Berkendara ketika Hujan Deras Bisa Pakai Lampu Hazard? Simak Aturannya

LONDON – Indonesia mulai memasuki musim hujan menciptakan pengendara harus tambahan waspada. Hujan dengan intensitas besar kerap menimbulkan jarak pandang sangat terbatas. Lantas, apakah pengendara mampu menyalakan lampu hazard?
Sebagai informasi, lampu hazard merupakan ciri yang mana menciptakan kedua lampu sein menyala bersamaan, yang biasanya digunakan pada keadaan darurat. Tetapi, pada waktu ini ada sejumlah pengemudi mobil yang mana tak tahu pemanfaatan lampu hazard yang digunakan tepat.
Bahkan, banyak yang menggunakan layanan lampu hazard ketika kondisi hujan deras dengan jarak pandang terbatas. Padahal, itu membahayakan pengguna jalan di tempat belakangnya, yang dimaksud bisa saja mengira mobil dalam depannya di keadaan darurat.
Sony Susmana, Training Director Safety Defensive Consultant Indonesia (SDCI) menyatakan perilaku yang disebutkan salah. Ia menyatakan hal yang disebutkan dapat menyebabkan situasi yang mana sangat berbahaya, teristimewa bagi orang asing.
Penggunaan lampu hazard juga telah tertuang di Undang-Undang Nomor 22 Tahun 2009 tentang Lalu lintas kemudian Angkutan Jalan. Dalam Pasal 121 Ayat 1 disebutkan bahwa lampu hazard belaka boleh digunakan pada kondisi darurat.

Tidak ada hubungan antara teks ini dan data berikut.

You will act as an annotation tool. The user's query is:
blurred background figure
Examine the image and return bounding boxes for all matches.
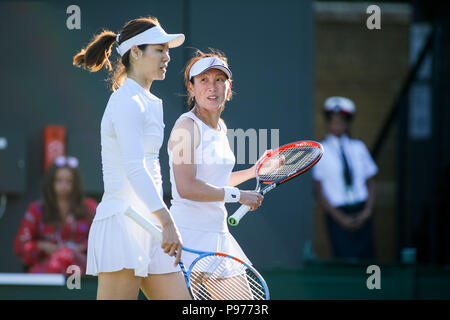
[14,156,97,274]
[313,97,378,260]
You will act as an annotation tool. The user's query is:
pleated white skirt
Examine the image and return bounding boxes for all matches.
[178,226,251,270]
[86,213,180,277]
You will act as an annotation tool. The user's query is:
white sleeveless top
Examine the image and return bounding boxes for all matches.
[168,111,236,232]
[95,78,165,224]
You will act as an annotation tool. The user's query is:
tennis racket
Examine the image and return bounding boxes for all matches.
[125,207,269,300]
[228,141,323,226]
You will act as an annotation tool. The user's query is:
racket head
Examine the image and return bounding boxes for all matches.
[187,252,269,300]
[256,141,324,184]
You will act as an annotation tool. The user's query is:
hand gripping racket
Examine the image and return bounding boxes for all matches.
[228,141,323,226]
[125,207,269,300]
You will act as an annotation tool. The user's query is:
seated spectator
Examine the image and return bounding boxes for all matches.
[14,157,97,274]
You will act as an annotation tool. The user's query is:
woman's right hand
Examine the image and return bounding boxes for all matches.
[154,208,183,266]
[239,190,264,211]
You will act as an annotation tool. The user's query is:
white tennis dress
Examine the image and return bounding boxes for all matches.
[86,78,180,277]
[168,111,250,266]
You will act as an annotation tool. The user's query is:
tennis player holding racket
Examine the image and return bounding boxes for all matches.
[168,51,263,299]
[74,17,190,299]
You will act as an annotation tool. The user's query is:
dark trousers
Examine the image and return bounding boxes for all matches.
[326,202,375,260]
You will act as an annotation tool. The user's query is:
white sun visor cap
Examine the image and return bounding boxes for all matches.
[325,97,355,114]
[116,26,185,56]
[189,57,232,80]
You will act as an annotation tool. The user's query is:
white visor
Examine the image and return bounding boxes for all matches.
[189,57,231,80]
[116,26,184,56]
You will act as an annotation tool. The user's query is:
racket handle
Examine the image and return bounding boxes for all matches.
[125,207,162,242]
[228,204,250,226]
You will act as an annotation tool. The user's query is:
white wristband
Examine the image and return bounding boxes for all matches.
[223,187,241,202]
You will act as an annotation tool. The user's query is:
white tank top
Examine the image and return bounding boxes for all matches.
[168,111,236,232]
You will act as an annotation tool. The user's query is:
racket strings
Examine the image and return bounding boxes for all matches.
[191,257,260,299]
[190,255,266,300]
[258,147,320,181]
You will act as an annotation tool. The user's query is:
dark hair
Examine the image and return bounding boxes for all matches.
[324,111,353,122]
[42,163,90,224]
[184,48,233,110]
[73,17,159,91]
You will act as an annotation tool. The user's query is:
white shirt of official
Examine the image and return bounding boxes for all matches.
[313,134,378,207]
[95,78,166,224]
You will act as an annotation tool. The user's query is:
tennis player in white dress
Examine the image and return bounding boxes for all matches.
[74,17,190,299]
[168,51,263,265]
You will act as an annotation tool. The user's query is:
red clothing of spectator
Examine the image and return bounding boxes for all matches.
[14,198,97,274]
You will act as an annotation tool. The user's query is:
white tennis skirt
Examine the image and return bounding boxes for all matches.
[86,213,181,277]
[178,226,251,269]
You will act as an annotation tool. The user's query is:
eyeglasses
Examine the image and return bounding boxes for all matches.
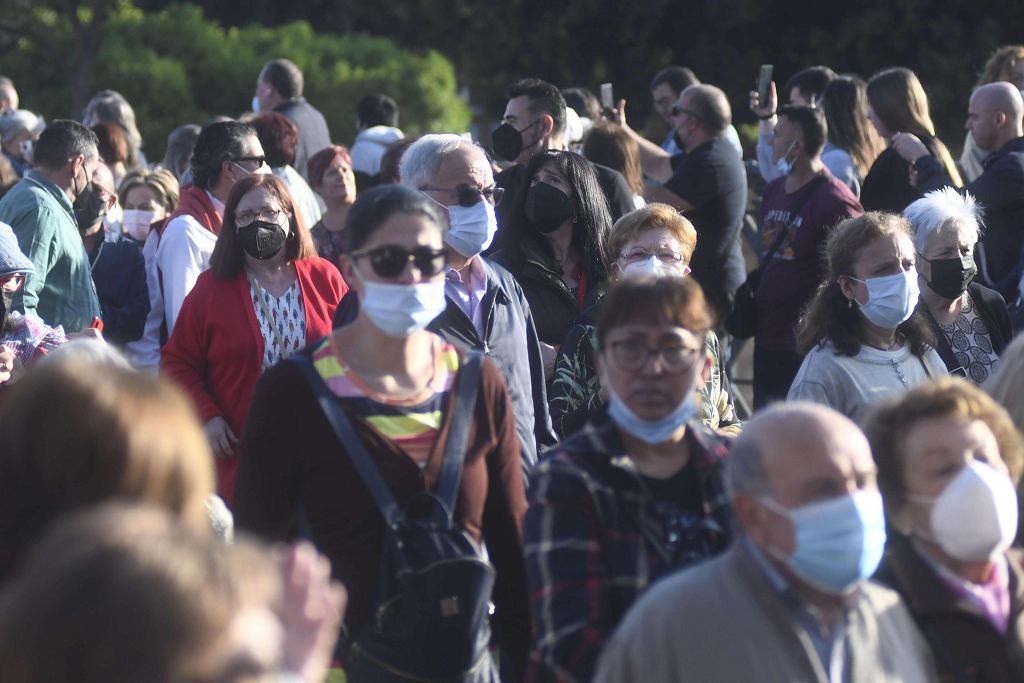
[672,105,700,121]
[420,182,505,207]
[231,155,266,168]
[609,339,702,375]
[349,245,444,279]
[0,272,25,294]
[234,208,285,227]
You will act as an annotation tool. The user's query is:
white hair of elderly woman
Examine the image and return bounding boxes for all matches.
[903,187,983,253]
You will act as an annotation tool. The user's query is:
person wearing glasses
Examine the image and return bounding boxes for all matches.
[234,185,529,681]
[161,174,348,505]
[523,276,732,681]
[156,121,270,341]
[492,150,611,368]
[550,204,740,437]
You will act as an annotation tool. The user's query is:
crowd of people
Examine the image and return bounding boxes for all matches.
[0,46,1024,683]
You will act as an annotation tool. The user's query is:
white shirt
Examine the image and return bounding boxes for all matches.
[157,191,224,335]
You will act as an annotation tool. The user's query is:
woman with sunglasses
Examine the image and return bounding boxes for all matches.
[523,278,732,681]
[234,185,529,680]
[161,174,348,504]
[493,150,611,376]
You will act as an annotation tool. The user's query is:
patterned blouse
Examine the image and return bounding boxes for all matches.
[939,292,999,384]
[249,279,306,373]
[309,220,345,267]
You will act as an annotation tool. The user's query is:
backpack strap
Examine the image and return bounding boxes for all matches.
[287,353,401,527]
[437,350,483,523]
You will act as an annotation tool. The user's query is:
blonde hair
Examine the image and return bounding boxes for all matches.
[867,67,964,187]
[0,357,214,573]
[606,203,697,272]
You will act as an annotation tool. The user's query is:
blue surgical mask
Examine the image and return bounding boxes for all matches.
[762,489,886,595]
[850,268,921,330]
[359,281,447,339]
[608,388,697,445]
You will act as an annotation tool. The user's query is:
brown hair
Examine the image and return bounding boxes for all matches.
[210,173,316,280]
[797,211,934,356]
[583,122,643,195]
[118,168,180,215]
[605,203,697,272]
[867,67,964,187]
[975,45,1024,88]
[864,377,1024,512]
[0,504,282,683]
[597,278,713,347]
[0,358,214,573]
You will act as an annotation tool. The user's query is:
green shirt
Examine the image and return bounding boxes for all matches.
[0,171,100,333]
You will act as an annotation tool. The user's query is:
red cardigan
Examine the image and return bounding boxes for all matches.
[160,257,348,505]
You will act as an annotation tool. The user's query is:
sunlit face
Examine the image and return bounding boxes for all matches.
[895,416,1010,536]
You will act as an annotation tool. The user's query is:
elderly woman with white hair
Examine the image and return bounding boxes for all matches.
[903,187,1013,384]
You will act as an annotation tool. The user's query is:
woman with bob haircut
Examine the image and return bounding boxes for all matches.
[236,185,529,683]
[903,187,1013,385]
[860,67,964,213]
[788,212,946,422]
[492,150,611,362]
[548,204,740,437]
[523,274,732,681]
[0,357,214,578]
[161,174,348,505]
[0,503,344,683]
[865,378,1024,683]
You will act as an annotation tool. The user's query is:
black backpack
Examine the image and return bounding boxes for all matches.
[290,351,495,683]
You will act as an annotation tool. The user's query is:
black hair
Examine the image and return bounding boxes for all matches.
[345,184,443,253]
[189,121,257,189]
[260,59,302,99]
[562,88,601,121]
[778,104,828,158]
[785,67,836,101]
[498,150,611,283]
[32,119,99,170]
[505,78,565,133]
[648,67,700,93]
[355,95,398,128]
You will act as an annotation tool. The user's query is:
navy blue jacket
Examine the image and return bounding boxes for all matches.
[89,230,150,346]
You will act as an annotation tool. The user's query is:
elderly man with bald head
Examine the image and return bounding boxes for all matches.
[595,402,935,683]
[893,82,1024,301]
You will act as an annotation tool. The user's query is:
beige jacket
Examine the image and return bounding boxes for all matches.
[594,544,936,683]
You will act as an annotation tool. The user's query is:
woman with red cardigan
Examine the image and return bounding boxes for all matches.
[161,174,348,505]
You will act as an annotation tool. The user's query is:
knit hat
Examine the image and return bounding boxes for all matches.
[0,223,36,276]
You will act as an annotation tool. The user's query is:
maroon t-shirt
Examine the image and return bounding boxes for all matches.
[755,176,864,348]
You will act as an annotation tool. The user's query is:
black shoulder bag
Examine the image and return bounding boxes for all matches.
[725,174,828,339]
[289,351,495,683]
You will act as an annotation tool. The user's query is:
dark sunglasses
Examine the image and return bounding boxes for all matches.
[349,245,444,279]
[421,183,505,207]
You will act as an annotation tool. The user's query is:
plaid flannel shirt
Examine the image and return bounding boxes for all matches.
[523,410,732,682]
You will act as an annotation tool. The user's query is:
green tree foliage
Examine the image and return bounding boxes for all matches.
[0,0,469,160]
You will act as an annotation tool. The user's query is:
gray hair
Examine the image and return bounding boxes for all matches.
[903,187,982,252]
[398,133,482,189]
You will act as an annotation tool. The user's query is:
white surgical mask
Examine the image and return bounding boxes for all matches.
[444,201,498,258]
[359,280,447,339]
[121,209,155,242]
[851,268,921,330]
[909,461,1018,562]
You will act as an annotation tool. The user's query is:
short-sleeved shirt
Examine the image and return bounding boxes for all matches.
[665,138,746,321]
[757,176,864,348]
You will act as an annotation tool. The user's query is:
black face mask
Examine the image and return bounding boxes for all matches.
[926,256,978,300]
[490,119,541,162]
[72,182,106,231]
[526,182,572,233]
[238,220,288,261]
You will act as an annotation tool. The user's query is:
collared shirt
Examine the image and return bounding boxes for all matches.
[740,537,850,683]
[523,410,732,682]
[444,256,487,337]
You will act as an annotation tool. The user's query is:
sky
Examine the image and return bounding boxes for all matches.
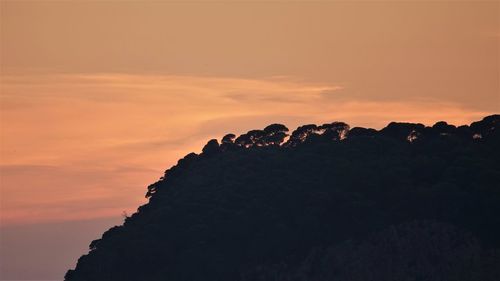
[0,0,500,280]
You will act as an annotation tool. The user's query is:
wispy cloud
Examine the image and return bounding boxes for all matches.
[0,73,487,224]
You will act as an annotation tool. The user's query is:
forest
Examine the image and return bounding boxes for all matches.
[65,115,500,281]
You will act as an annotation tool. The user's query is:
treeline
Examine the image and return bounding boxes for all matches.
[66,115,500,281]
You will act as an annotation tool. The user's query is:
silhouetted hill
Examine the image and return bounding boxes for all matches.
[66,115,500,281]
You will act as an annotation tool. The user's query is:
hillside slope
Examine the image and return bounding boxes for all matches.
[65,115,500,281]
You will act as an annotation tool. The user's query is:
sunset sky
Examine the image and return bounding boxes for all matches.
[0,0,500,280]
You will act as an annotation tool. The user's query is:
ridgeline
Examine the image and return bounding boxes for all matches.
[65,115,500,281]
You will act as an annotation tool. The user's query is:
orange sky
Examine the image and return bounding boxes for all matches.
[0,0,500,279]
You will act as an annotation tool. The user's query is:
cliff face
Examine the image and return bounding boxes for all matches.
[65,115,500,281]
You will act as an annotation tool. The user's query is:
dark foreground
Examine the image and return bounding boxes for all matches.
[66,115,500,281]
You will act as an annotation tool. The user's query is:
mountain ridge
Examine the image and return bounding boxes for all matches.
[65,115,500,281]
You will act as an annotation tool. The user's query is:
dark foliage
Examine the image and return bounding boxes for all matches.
[66,115,500,281]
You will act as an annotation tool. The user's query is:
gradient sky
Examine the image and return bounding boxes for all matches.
[0,0,500,280]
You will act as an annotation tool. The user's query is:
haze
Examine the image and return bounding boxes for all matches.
[0,1,500,280]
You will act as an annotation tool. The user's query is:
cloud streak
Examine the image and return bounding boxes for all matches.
[0,73,488,224]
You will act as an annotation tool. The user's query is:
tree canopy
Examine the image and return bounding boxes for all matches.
[65,115,500,281]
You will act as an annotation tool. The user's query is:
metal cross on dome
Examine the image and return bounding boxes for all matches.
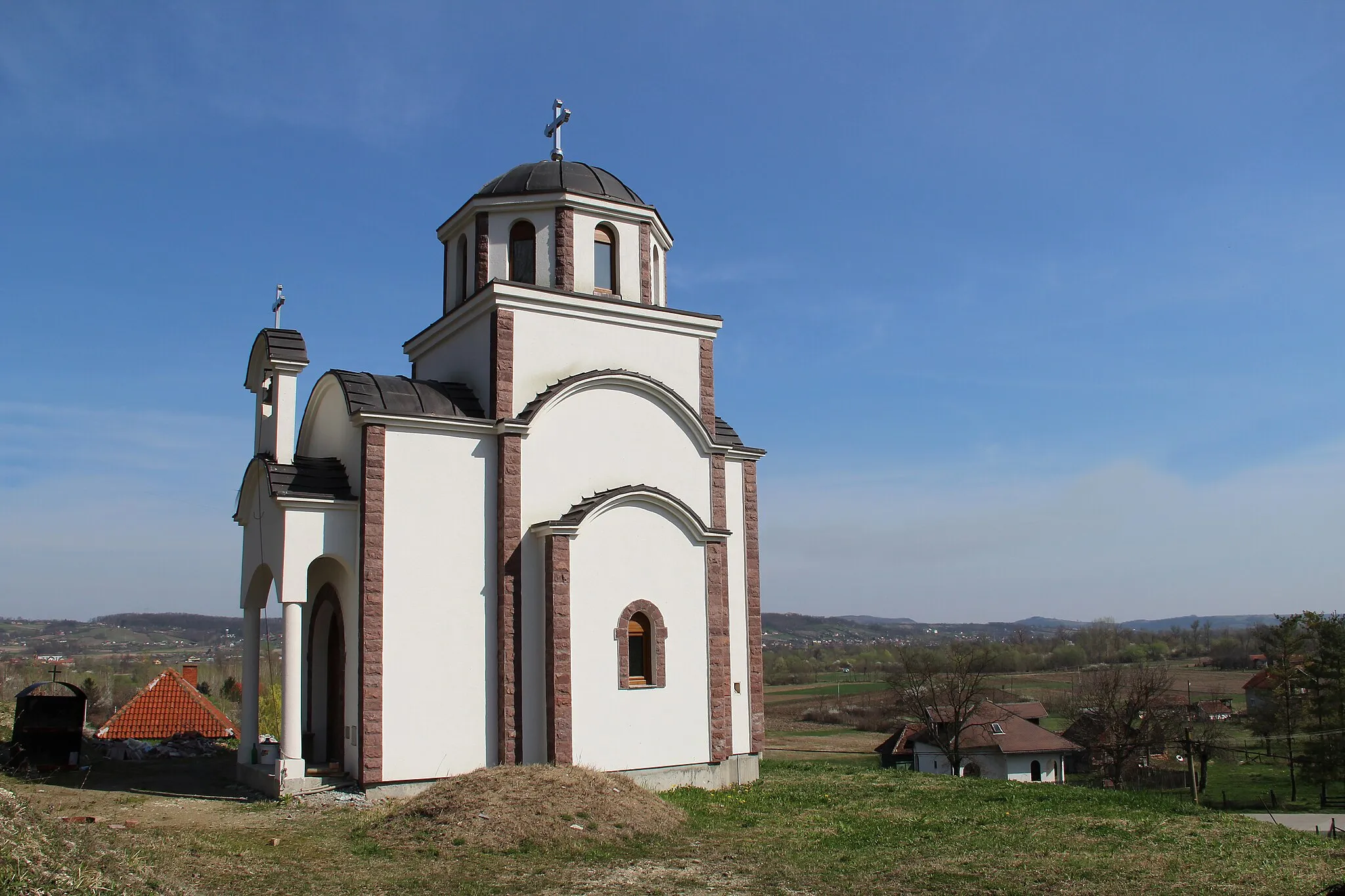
[542,99,570,161]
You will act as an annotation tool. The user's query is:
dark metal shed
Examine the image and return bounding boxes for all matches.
[9,681,89,770]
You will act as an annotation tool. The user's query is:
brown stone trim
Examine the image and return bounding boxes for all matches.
[701,339,714,442]
[546,534,574,765]
[640,221,653,305]
[359,423,387,784]
[556,205,574,291]
[742,461,765,752]
[705,542,733,761]
[444,243,453,314]
[710,454,729,529]
[495,433,523,765]
[491,309,514,421]
[612,601,669,691]
[476,212,491,290]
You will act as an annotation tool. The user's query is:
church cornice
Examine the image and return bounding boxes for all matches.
[435,190,672,251]
[529,484,733,544]
[402,280,724,360]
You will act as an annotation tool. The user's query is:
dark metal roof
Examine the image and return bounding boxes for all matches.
[476,161,644,205]
[557,484,729,534]
[267,454,355,501]
[328,371,485,419]
[261,326,308,364]
[714,416,744,447]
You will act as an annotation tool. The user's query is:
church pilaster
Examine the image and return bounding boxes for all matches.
[556,205,574,291]
[359,423,387,784]
[742,461,765,754]
[546,533,574,765]
[699,339,714,432]
[476,212,491,291]
[640,221,653,305]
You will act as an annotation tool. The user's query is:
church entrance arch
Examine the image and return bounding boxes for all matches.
[308,584,345,764]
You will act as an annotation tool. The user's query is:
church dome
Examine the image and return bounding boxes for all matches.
[476,161,646,205]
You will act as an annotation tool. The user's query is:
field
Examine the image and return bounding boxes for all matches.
[0,756,1345,896]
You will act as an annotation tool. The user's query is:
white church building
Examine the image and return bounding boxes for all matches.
[234,137,764,794]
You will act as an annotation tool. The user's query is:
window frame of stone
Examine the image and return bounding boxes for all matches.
[612,601,669,691]
[593,223,621,295]
[508,218,537,285]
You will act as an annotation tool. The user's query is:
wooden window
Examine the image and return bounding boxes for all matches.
[508,221,537,284]
[593,224,616,294]
[612,601,669,691]
[625,612,653,688]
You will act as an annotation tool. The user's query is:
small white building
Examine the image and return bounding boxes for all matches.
[912,700,1078,783]
[234,153,764,792]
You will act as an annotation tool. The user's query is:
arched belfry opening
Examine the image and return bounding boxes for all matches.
[308,584,347,765]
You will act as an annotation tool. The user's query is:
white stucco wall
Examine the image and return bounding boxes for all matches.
[724,461,752,752]
[514,310,701,414]
[384,429,495,780]
[522,385,710,528]
[570,505,710,770]
[299,375,361,494]
[416,309,491,414]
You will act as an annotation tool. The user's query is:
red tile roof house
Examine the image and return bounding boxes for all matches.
[1243,666,1312,712]
[97,666,238,740]
[912,700,1080,783]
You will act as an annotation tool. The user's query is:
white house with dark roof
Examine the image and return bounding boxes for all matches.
[910,700,1078,783]
[234,147,764,792]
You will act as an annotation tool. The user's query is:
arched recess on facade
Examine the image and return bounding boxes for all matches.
[518,370,722,454]
[613,599,669,691]
[304,555,358,763]
[305,584,348,763]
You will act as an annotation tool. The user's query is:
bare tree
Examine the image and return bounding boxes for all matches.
[1187,721,1235,792]
[1070,664,1185,786]
[888,642,992,775]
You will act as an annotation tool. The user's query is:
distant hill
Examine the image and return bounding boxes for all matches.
[1013,612,1275,631]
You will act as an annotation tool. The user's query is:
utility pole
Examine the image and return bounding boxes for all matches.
[1186,725,1200,806]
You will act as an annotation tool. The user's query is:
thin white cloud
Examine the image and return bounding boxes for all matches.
[762,444,1345,622]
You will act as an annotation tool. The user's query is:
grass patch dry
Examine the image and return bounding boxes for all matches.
[368,765,686,851]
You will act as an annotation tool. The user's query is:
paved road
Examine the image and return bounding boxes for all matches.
[1243,811,1345,837]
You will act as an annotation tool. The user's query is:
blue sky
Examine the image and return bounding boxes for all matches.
[0,3,1345,620]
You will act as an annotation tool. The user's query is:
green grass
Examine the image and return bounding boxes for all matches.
[766,681,891,697]
[5,760,1345,896]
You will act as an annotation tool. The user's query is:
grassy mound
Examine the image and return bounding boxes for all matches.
[368,765,686,851]
[0,787,155,896]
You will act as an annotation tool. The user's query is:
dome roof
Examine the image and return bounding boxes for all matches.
[476,161,646,205]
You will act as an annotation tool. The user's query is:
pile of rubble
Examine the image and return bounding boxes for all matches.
[90,733,227,760]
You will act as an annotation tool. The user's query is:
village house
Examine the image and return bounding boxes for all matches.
[1189,700,1233,721]
[234,117,765,792]
[910,700,1078,783]
[1243,665,1313,715]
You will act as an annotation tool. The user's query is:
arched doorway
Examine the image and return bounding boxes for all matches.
[308,584,345,764]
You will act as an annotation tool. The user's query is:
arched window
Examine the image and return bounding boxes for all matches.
[613,601,669,691]
[457,234,472,302]
[625,612,653,688]
[508,221,537,284]
[593,224,616,294]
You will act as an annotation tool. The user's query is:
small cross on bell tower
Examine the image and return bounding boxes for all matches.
[542,99,570,161]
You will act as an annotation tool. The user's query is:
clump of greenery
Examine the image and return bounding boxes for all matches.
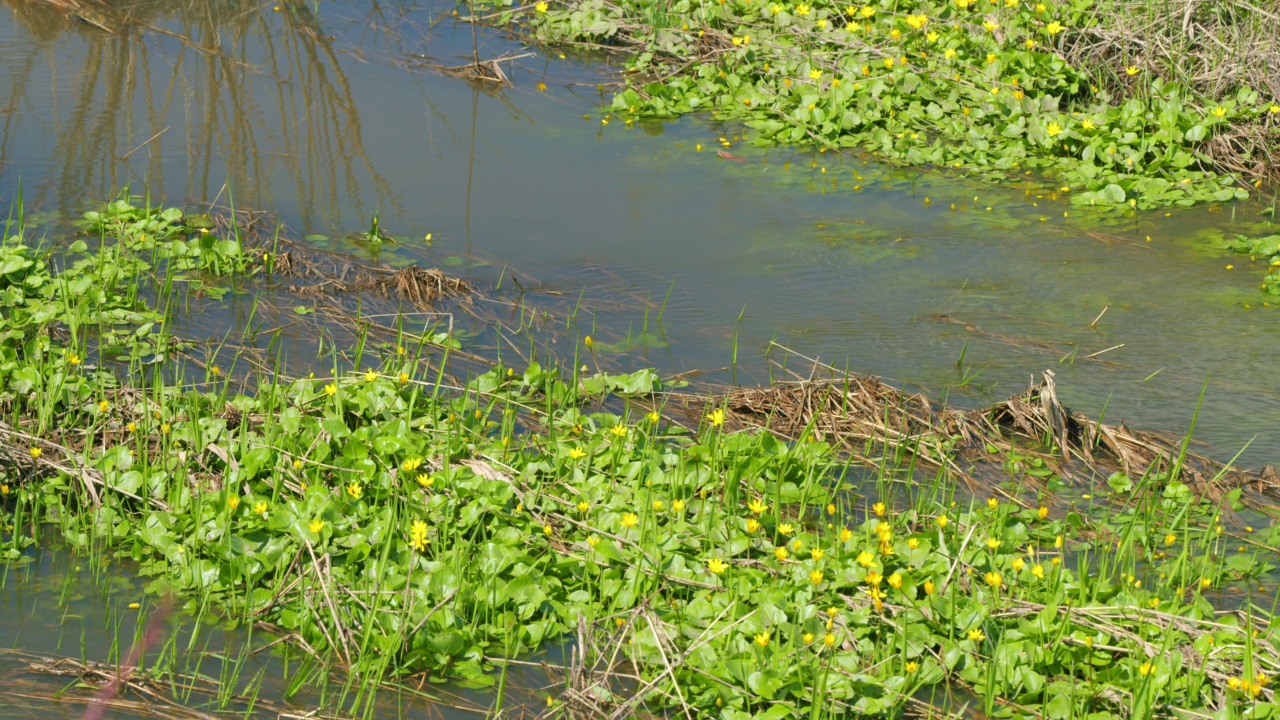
[0,198,1280,719]
[499,0,1280,208]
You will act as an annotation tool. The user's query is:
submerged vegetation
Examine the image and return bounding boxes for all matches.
[486,0,1280,208]
[0,201,1280,719]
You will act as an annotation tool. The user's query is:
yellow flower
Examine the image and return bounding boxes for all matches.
[408,520,426,552]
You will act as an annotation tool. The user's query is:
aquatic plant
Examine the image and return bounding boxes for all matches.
[485,0,1280,208]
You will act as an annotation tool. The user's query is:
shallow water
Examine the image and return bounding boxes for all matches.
[0,0,1280,465]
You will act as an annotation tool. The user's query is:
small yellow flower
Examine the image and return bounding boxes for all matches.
[408,520,426,552]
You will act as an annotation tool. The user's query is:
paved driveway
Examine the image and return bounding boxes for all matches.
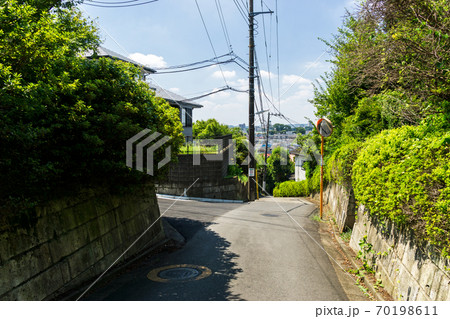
[85,198,366,300]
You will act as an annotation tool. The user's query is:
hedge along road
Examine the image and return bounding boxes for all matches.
[83,198,367,301]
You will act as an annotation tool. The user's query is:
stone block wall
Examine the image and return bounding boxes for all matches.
[350,206,450,301]
[313,183,357,232]
[156,155,248,201]
[0,185,164,300]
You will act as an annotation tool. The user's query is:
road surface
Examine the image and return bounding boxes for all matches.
[83,198,367,301]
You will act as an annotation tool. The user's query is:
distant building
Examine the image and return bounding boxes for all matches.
[83,46,203,142]
[149,83,203,142]
[295,153,307,182]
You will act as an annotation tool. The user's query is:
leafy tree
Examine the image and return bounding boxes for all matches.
[266,146,294,193]
[295,126,306,134]
[192,119,234,139]
[0,0,183,204]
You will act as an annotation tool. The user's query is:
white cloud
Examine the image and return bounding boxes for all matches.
[281,74,311,85]
[129,52,167,68]
[260,70,277,79]
[212,71,236,79]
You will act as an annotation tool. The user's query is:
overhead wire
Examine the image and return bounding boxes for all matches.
[155,59,236,75]
[275,0,281,114]
[215,0,233,51]
[83,0,158,8]
[261,0,273,101]
[181,86,248,102]
[195,0,228,86]
[233,0,249,25]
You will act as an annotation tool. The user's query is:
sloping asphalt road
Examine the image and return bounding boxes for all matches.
[83,198,364,301]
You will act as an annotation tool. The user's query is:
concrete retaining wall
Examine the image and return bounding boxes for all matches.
[313,183,356,232]
[0,185,164,300]
[350,206,450,301]
[156,155,248,201]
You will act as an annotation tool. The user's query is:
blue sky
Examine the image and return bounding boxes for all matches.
[80,0,354,125]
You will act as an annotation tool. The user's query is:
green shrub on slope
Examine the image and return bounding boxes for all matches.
[273,180,309,197]
[352,126,450,255]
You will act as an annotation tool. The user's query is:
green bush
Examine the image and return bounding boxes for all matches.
[0,0,183,207]
[273,180,309,197]
[352,125,450,255]
[324,140,362,186]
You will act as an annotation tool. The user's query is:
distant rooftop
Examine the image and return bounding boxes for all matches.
[83,46,156,73]
[149,83,203,109]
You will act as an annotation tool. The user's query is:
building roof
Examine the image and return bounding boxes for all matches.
[149,83,203,109]
[83,46,156,73]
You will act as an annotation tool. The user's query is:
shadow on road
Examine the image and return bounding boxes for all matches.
[81,218,242,301]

“Tidak semua orang persepsi daruratnya itu sama. Kalau hujan lebat menurut ia itu berbahaya, seharusnya menepi atau cari rest area, bukanlah menyalakan hazard. Intinya, lampu hazard itu tiada boleh dinyalakan pada waktu mobil berjalan,” kata Sony terhadap MNC Portal.
Penggunaan lampu hazard memang benar diatur ketat di UU No.22/2009. Bahkan, pengguna jalan yang tersebut tidak ada menghidupkan lampu hazard ketika keadaan darurat dapat mendapatkan hukuman pidana dua bulan atau denda tilang sebesar Rp500 ribu.
“Jadi, kondisi yang digunakan bisa saja dikatakan darurat itu ketika mobil itu berhenti. Bahkan, ketika berhenti dalam tepi jalan kita juga harus menghidupkan lampu hazard. Ini adalah untuk menandakan sedang berada di area situasi darurat serta semacamnya,” ucap Sony.
Seperti diketahui, pada waktu ini bukanlah hanya sekali mobil atau kendaraan besar lainnya yang dilengkapi dengan lampu hazard, tapi juga sepeda gowes motor. Terkadang, pengendara sepeda gowes motor menghidupkan ciri yang dimaksud yang dimaksud menimbulkan pengguna jalan lainnya bingung.